…and so, the rat-faced kid hurdled up and down the ragged alleyways of Creekwell City, holding the blood-stained grey suit close to his chest. He giggled cheerily as he maneuvered his way through the packs of ladies who scattered at a place known as the Meat Market where women sold their bodies on sale. Charlie, which was the rat-faced boy’s name clenched the suit tightly because for him, it was quite a prize. At the end of the street, Charlie stopped in front of a middle aged woman with thick and bare thighs, wearing high heels, and smoking a cigarette. Caked make-up covered her face like a kabuki mask, but the deep dark halos under her eyes, and the sick purplish hue of her eye lids were too intense for the cheap make-up to conceal.
“Look, ma!” Charlie squeaked raising the crumbled suit in front of his mother’s face “Look what I got.”

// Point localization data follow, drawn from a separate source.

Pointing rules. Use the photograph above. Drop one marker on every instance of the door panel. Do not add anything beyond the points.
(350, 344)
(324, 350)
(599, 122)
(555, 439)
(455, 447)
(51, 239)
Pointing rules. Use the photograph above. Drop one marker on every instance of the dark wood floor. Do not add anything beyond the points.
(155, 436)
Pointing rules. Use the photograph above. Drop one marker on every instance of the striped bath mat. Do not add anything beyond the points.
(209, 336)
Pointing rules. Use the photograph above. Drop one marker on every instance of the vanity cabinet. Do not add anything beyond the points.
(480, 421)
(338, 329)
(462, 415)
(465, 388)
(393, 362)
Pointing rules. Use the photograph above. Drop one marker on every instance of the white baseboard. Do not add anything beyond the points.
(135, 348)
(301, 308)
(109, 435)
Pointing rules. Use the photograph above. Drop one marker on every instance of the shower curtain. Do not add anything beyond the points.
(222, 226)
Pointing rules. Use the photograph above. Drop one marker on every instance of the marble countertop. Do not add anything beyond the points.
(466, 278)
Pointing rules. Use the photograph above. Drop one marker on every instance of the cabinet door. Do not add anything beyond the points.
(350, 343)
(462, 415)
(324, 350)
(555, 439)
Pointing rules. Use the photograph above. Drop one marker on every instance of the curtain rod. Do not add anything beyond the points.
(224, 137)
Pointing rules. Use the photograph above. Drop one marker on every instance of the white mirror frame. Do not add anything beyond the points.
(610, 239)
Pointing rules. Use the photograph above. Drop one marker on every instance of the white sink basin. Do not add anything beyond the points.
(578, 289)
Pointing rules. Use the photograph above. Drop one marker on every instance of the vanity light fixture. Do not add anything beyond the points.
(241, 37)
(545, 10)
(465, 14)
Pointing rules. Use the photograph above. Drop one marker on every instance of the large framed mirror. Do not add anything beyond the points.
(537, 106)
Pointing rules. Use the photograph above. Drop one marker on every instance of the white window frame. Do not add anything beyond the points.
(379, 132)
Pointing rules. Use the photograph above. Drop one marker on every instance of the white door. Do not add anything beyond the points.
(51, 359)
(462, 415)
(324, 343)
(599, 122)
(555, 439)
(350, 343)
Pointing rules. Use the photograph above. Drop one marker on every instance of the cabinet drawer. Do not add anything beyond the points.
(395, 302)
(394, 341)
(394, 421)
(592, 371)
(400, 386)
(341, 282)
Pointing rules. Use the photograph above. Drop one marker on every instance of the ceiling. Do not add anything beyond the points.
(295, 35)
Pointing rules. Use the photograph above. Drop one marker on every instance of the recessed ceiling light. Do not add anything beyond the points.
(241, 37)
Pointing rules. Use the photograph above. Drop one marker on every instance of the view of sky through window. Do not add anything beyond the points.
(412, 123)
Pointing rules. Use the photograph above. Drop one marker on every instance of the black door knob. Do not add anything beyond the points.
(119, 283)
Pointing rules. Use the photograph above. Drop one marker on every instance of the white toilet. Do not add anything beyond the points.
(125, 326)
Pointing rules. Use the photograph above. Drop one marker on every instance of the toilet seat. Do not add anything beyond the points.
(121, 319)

“Get away, you piece of shit,” The woman said “I’m workin’ here!”
“Look what I found—”
But the woman couldn’t take it, she slapped the kid with the back of her hand, then flicked her cigarette at him, which bounced off his head. Charlie ruffled his dirty blond hair, looked at the woman with suppressed wrath, then ran away once more.
He didn’t have much on his mind, except maybe killing his bitch of a mother, but that thought wasn’t new, because it was always screaming at him from the back of his head. Charles didn’t feel like running anymore, he didn’t feel like looking for something else to steal. He made his way to the apartment building that stood over an old bar called The Cave, and went up to the second floor. The hallway barely fit two grown men walking side by side, its walls cracked and damp with holes here and there housing strange, almost alien rodents. Charlie turned his head from left to right, reading the numbers on the doors, and wondering about the lives they hid behind them. He was so lost in thought that he did not pay attention to what was in front of him, he bumped into something, and fell on his back.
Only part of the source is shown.